# Java-Datei als Text auslesen, Inhalt durchsuchen und modifiziert speichern



## jorgeHX (11. März 2007)

Einen schönen guten Abend,
ich sitz gerade an einem ziemlich unangenehmen Fall.

Ich möchte aus einem Ordner ca. 100 Javaklassen durchstöbern und sämtliche Buttonbezeichnungen in Englisch umändern.

Jetzt dachte ich mir, dass ich jede java-Datei einzeln durchstöbere und wenn ich auf eine Buttonbeschriftung stoße, diese durch die englische Bezeichung ersetze. Diese englische Bezeichnung lese ich aus meiner access-tabelle.

Ich benötige super hilfe dabei, wie ich eine java-Datei durchstöbern und neu abspeichern kann.

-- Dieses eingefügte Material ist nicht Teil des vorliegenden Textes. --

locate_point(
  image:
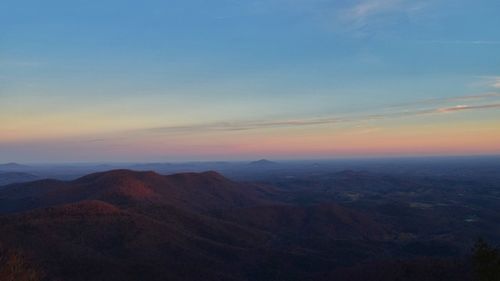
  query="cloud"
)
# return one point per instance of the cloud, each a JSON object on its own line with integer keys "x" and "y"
{"x": 463, "y": 42}
{"x": 375, "y": 12}
{"x": 329, "y": 120}
{"x": 496, "y": 83}
{"x": 466, "y": 98}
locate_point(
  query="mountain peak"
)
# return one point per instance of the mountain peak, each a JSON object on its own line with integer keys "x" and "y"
{"x": 263, "y": 162}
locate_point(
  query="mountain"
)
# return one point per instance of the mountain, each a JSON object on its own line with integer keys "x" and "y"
{"x": 197, "y": 191}
{"x": 15, "y": 177}
{"x": 262, "y": 162}
{"x": 129, "y": 225}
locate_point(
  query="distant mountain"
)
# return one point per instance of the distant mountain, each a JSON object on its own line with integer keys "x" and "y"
{"x": 200, "y": 191}
{"x": 13, "y": 167}
{"x": 15, "y": 177}
{"x": 263, "y": 162}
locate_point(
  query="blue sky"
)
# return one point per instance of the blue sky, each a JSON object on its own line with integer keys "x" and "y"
{"x": 87, "y": 70}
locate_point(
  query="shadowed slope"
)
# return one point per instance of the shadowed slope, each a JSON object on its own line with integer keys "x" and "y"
{"x": 202, "y": 191}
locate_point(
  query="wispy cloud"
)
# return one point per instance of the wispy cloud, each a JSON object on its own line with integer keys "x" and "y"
{"x": 496, "y": 83}
{"x": 368, "y": 12}
{"x": 329, "y": 120}
{"x": 462, "y": 42}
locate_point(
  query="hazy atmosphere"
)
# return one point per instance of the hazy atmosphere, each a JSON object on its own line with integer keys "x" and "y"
{"x": 183, "y": 80}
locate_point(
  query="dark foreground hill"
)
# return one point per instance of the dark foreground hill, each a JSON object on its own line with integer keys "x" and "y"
{"x": 125, "y": 225}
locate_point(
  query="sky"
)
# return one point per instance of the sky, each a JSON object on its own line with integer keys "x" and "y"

Kann mir da jemand weiterhelfen

Tausend Dank schon jetzt
JP


----------



## Thomas Darimont (11. März 2007)

Hallo,

wie weist du denn deinen Buttons einen Text zu? new JButton("text")... oder button.setText("text"); wenn du das einheitlich machst könnte man das relativ einfach mit einem Regex und Search / Replace mit dem entsprechenden englischen text machen.

Gruß Tom


----------



## jorgeHX (11. März 2007)

Hi Thomas,
das ist ja das Problem. In diesm Prog habe ich leider nicht einheitlich gearbeitet und somit weise ich es mal mit new JButton("text") und mal mit setText("text") zu.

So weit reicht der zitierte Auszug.